Obviously, if the charges have any merit, it’s a tragic situation for the victims and their families.
And nobody envies Chris Jones right now either – it appears the young man has done some things in the past week that could permanently alter other people’s lives for the worse and destroy what appeared to be a bright future.
Memphians root for Memphis kids – and this is a terrible situation for a Memphis kid – whether the charges prove to be true or not.
It’s an awful situation all around.
And it also re-emphasizes some things that have been written lately about Josh Pastner.
Critics of Pastner have pointed specifically to Jones as a kid that was better off getting away from the Memphis program. That argument seems dubious today, if not flat out wrong.
Remember that Pastner, running a program heavily built on Memphis kids, has yet to see a single player arrested (even for a minor offense) in over 6 years as head coach of the Tigers.

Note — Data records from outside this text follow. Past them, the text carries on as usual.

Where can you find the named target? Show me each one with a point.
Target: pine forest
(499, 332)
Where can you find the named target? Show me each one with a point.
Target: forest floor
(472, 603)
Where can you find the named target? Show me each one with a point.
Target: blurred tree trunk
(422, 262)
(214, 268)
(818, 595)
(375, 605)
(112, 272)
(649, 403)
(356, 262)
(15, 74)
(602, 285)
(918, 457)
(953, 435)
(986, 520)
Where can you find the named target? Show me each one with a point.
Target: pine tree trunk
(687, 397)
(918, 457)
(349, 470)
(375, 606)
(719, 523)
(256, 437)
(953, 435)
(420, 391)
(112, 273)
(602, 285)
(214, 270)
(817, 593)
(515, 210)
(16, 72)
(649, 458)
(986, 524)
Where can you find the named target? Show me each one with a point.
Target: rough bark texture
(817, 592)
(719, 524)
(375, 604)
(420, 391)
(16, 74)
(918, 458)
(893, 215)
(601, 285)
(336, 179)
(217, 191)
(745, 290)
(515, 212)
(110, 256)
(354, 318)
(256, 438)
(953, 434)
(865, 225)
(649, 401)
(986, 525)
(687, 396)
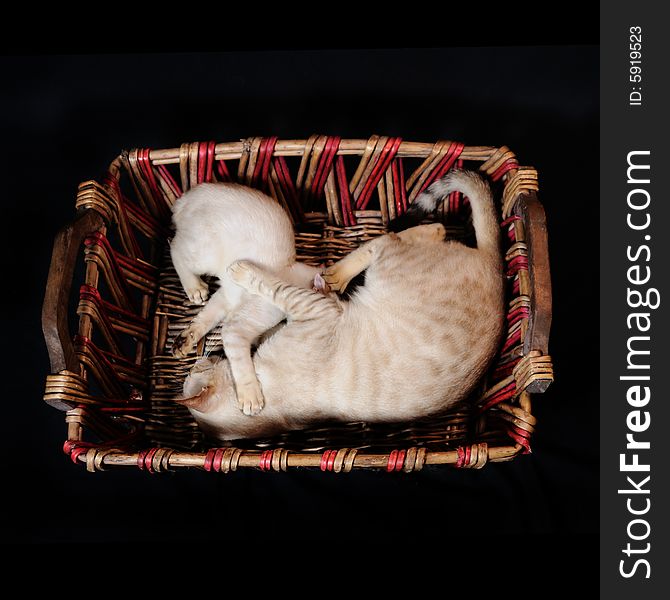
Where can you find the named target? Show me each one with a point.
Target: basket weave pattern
(116, 378)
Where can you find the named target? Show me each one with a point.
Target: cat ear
(320, 284)
(202, 402)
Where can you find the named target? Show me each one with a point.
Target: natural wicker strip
(348, 147)
(355, 183)
(382, 163)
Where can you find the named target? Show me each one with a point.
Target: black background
(66, 116)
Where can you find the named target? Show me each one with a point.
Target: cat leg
(298, 304)
(211, 315)
(238, 333)
(339, 275)
(196, 289)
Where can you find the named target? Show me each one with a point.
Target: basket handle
(59, 282)
(535, 225)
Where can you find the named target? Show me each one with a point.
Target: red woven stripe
(509, 164)
(328, 460)
(521, 440)
(262, 168)
(515, 338)
(144, 162)
(93, 294)
(383, 161)
(397, 193)
(145, 458)
(325, 163)
(171, 182)
(113, 183)
(222, 170)
(396, 460)
(202, 162)
(510, 220)
(265, 462)
(403, 185)
(116, 273)
(288, 189)
(345, 197)
(218, 457)
(210, 161)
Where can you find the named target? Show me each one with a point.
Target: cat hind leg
(196, 289)
(339, 275)
(298, 304)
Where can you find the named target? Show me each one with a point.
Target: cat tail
(477, 190)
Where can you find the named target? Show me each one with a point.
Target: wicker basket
(116, 377)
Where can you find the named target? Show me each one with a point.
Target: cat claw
(250, 399)
(198, 295)
(334, 280)
(184, 343)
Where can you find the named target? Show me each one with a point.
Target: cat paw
(250, 399)
(241, 272)
(198, 294)
(335, 278)
(185, 342)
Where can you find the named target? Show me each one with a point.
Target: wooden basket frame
(103, 207)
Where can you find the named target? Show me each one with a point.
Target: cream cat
(217, 224)
(415, 339)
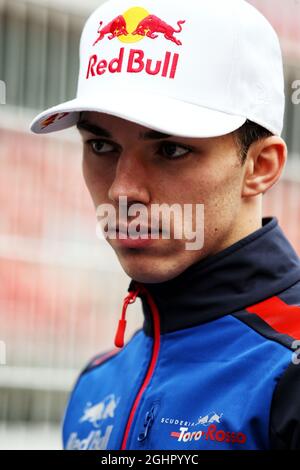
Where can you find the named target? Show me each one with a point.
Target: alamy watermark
(2, 92)
(296, 354)
(2, 353)
(162, 221)
(296, 93)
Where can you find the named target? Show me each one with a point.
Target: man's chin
(149, 271)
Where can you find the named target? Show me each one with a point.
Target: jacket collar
(256, 267)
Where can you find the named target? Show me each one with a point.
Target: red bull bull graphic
(133, 26)
(149, 26)
(115, 28)
(152, 24)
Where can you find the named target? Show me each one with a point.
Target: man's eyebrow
(101, 132)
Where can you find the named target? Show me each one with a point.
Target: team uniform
(215, 365)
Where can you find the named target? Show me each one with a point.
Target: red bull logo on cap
(133, 26)
(138, 22)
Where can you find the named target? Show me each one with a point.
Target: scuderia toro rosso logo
(135, 25)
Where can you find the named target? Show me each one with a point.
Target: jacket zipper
(119, 342)
(149, 418)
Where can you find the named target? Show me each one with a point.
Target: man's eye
(100, 146)
(173, 151)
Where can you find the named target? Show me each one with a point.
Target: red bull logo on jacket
(134, 25)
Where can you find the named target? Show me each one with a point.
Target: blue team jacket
(215, 366)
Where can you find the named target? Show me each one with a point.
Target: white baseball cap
(183, 67)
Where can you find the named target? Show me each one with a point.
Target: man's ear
(265, 162)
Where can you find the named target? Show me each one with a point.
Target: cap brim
(156, 112)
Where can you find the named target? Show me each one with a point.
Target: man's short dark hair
(246, 135)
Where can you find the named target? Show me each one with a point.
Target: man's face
(149, 168)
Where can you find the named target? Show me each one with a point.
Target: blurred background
(61, 288)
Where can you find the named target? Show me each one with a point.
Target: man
(181, 103)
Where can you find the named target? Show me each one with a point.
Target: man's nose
(131, 179)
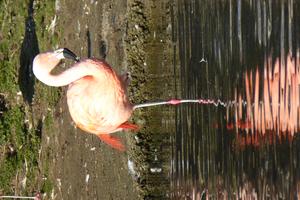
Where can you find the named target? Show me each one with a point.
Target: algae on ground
(147, 50)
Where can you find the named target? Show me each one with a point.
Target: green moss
(19, 138)
(47, 186)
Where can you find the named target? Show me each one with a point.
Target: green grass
(19, 138)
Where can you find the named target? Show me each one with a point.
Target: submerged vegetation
(24, 28)
(146, 56)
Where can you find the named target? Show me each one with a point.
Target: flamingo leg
(112, 141)
(129, 126)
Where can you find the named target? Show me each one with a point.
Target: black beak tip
(69, 54)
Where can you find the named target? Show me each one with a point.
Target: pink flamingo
(96, 95)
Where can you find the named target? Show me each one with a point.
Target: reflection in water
(276, 106)
(250, 148)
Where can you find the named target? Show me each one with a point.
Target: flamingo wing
(112, 141)
(129, 126)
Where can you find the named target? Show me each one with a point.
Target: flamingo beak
(70, 55)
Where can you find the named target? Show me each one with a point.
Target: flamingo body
(98, 103)
(96, 95)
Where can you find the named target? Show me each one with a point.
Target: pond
(243, 55)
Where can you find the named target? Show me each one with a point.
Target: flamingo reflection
(272, 100)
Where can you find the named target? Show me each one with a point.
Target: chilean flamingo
(96, 96)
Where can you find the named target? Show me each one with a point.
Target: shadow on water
(245, 53)
(29, 50)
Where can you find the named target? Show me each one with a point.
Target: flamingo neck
(42, 70)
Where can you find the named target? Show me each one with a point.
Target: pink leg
(112, 141)
(125, 79)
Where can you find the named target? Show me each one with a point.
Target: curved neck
(42, 70)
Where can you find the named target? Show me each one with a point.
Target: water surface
(246, 54)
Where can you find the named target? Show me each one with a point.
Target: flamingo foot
(112, 141)
(129, 126)
(126, 77)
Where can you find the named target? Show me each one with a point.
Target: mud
(131, 36)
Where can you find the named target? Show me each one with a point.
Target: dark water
(245, 52)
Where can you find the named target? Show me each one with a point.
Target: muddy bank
(65, 162)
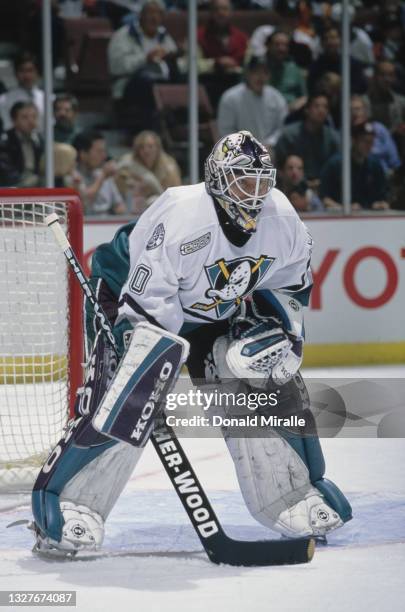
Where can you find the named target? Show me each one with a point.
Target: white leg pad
(275, 485)
(99, 484)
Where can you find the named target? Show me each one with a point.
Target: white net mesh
(34, 324)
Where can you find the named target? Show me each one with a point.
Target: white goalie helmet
(239, 173)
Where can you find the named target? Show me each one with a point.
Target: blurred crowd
(282, 81)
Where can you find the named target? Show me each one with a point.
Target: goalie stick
(219, 547)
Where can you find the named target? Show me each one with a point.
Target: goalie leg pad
(87, 470)
(146, 373)
(275, 485)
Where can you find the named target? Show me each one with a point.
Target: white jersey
(184, 269)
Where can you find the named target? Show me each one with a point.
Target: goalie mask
(240, 174)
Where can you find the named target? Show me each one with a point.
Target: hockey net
(40, 330)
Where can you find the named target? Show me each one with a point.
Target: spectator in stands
(222, 49)
(295, 186)
(361, 45)
(310, 138)
(330, 85)
(253, 105)
(330, 61)
(21, 148)
(27, 75)
(369, 185)
(96, 184)
(140, 54)
(65, 109)
(387, 106)
(64, 159)
(285, 75)
(145, 172)
(384, 147)
(392, 46)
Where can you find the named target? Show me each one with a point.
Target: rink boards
(356, 314)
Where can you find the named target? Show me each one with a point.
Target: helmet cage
(244, 187)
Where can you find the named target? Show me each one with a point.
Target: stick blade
(261, 553)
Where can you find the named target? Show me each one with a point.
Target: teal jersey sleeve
(111, 260)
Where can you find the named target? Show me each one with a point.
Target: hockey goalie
(214, 275)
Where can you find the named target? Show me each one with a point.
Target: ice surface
(152, 561)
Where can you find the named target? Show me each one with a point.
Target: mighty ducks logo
(231, 281)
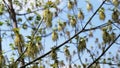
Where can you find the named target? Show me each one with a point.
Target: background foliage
(59, 33)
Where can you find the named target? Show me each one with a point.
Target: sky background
(49, 43)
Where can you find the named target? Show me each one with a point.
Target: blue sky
(49, 43)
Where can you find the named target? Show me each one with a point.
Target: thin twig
(68, 39)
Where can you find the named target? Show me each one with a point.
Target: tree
(57, 33)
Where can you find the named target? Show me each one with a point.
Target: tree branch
(68, 39)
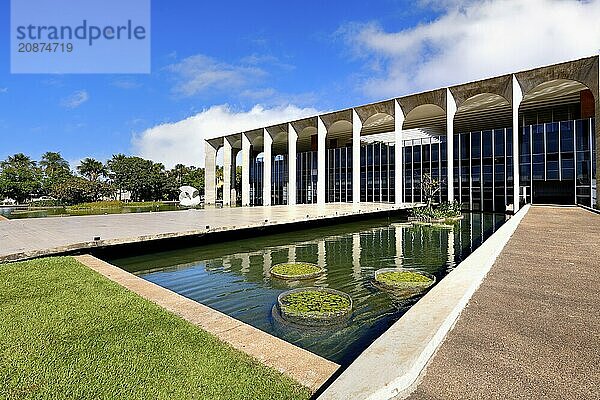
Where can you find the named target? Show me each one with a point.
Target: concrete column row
(229, 157)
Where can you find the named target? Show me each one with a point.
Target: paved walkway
(25, 238)
(532, 330)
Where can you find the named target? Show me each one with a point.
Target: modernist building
(529, 136)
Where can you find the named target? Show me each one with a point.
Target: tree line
(22, 179)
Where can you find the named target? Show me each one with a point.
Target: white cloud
(474, 40)
(75, 99)
(200, 73)
(183, 141)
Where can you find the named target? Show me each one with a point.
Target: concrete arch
(425, 115)
(584, 71)
(434, 97)
(500, 86)
(553, 88)
(381, 108)
(483, 111)
(305, 129)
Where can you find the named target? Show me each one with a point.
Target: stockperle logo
(80, 36)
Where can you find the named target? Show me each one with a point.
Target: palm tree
(53, 165)
(91, 169)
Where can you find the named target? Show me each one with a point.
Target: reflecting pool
(233, 277)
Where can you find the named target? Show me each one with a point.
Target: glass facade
(256, 181)
(306, 177)
(377, 173)
(279, 180)
(424, 156)
(483, 169)
(557, 164)
(338, 186)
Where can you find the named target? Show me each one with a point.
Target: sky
(227, 66)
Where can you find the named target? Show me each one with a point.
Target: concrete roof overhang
(489, 98)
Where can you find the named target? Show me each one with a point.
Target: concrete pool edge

As recently as a few days ago, Geoff Calkins wrote about the value of Pastner’s high standards for player conduct.
Like it or not, these coaches are leaders of young men. That’s part of their job.
Critics of Pastner, myself included, have pointed out that he has struggled to develop players. That specific argument has more to do with basketball related development, than moral or character development – but don’t they go hand in hand to some degree?
They do when tragic developments like the Chris Jones allegations unfold.
On the flip side of that coin – Memphis products Austin Nichols, Nick King, and Markel Crawford are going for their 4th consecutive win in a very meaningful game against SMU tonight at 8pm on ESPN2. Nichols and Crawford, especially, are having very good years. King has been up and down.
By all accounts, King, Crawford and Nichols are young men that the City of Memphis can be proud of.
This morning we got a reminder that perhaps there’s more value in Pastner’s approach than some, including myself at times, want to admit.